Thanks to Spiked, I ended up watching this trailer for Peepli:

The storyline, as Spiked summarizes it, is:
The film, a comic satire, tells the story of Natha (Omkar Das Manikpuri), a poor farmer in the fictional state of Mukhya Pradesh. Faced with the prospect of losing his ancestral land, Natha is convinced by his brother to commit suicide so that his family will receive a compensatory 100,000 rupees from the state government. As Mukhya Pradesh is preparing for elections, Natha’s story is picked up by the media and quickly becomes the focus of political debate and of competing media outfits. Eventually, the humble farmer, his family and their goats are virtually imprisoned in their shabby house, surrounded by raving flocks of TV reporters, while politicians show up bearing gifts of hand pumps and TVs for which there is no well or electricity.
Sounds promising.

It so reminds me of a Tamil film from three decades ago, called "Thanneer Thanneer", which in English would translate to "Water, Water."  Adapted from a play, the movie was one sarcastic tragic-comedy on the plight of the poor, the bureaucracy, and the self-promoting and self-aggrandizing politicians.  It was brilliant.

There are wonderful stories to be told, given the vastness of the country.  It doesn't always have to be about poverty and politics either.  Even the lives of the millions of middle class are ripe with stories.  I can't understand why instead the movie folks churn out the same old formulaic movies over and over.

More than the formulaic movies themselves, I am concerned about what comes across as the death of the arts in India.  The last couple of times when I was in Chennai for extended periods of time, everyday I scanned the paper for listings of plays and off-beat films.  It can't be that the paper systematically did not list such.  It was rare.  I couldn't believe, and still cannot believe, that a city and a culture with a rich history of literature can be so devoid of live performances.  Movies and television have completely taken over.  Perhaps the education system too does not encourage the arts, with its focus on promoting science and technology?

Even in the small town of Neyveli, I have watched Tamil plays--at the "Sangeetha Sabha."  That was more than thirty years ago, and before the age of television.  I still crack-up when I think about the clever and punny dialogs in one of those plays that capitalized on the slang and near-dialects in Tamil in different parts of the state, including the "Tirunelveli Tamil" with which I could easily identify.  Perhaps even Neyveli's cultural life has changed since then. 

Anyway, last year in Chennai, one day I spotted something interesting in the paper--about an Italian film that would be screened.  For free!

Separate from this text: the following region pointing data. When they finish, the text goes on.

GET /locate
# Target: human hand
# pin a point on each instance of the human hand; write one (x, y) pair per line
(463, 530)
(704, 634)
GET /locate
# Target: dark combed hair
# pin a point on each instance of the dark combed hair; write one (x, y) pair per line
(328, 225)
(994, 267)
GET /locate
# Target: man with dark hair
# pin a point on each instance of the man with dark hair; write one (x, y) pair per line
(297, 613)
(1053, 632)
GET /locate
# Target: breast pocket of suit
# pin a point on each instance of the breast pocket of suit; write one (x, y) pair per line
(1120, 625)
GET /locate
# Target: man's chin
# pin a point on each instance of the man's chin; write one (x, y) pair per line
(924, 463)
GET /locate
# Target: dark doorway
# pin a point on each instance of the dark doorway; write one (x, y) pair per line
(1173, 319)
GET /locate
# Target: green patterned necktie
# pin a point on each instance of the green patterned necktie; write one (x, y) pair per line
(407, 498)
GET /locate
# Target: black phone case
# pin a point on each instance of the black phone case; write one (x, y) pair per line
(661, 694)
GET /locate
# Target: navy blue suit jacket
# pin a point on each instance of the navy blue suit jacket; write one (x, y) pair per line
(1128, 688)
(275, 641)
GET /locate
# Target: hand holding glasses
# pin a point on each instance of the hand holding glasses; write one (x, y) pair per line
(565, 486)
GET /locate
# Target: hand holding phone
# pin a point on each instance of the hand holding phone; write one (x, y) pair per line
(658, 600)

It was not at a movie hall, and I had a tough time locating the venue off Anna Salai.  Finally, I reached the place.

I walked up to the door, and the older gent at the table there asked me whether I was a member.  I explained to him about me visiting from America and having seen the note in the paper. He clarified that the movie was being screened for members of the Film Chamber or some professional group that was involved in the movie-making industry!  He suggested that I wait and talk to the boss to see if I could watch the movie.

A few minutes later, the boss appeared, and he half-heartedly okayed my request.  The movie itself was nothing to write about.  But, the experience was strangely surreal.  Sitting in a darkened movie hall in Chennai, with a whole bunch of strangers who were whispering in Tamil, while watching an Italian movie with English subtitles.  It was the experience that was fantastic.

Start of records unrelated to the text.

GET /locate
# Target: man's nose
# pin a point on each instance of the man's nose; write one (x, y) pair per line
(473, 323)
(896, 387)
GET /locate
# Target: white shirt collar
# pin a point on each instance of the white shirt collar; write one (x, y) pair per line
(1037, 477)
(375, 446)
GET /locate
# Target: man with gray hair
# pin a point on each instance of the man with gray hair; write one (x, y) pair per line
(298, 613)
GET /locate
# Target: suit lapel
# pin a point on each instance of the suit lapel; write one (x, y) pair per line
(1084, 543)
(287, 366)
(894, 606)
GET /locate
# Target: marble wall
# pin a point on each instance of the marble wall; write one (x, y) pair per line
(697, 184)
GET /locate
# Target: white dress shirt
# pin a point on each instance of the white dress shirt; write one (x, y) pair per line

I continued to scan the paper for Tamil plays, or English plays.  But, nothing.  Then, one day I read in the paper about the publication of a book by an IIT professor--translation of poems from Tamil.  Selections included from the very old to the contemporary.  I was hoping that there would be some kind of a book reading that I could attend.

A few minutes on Google, and I had the email address of that professor.  She replied that there would be a book-reading and invited me to that.

It was truly an O'Henry moment of irony--the event was to be held the weekend after I was scheduled to return home to America!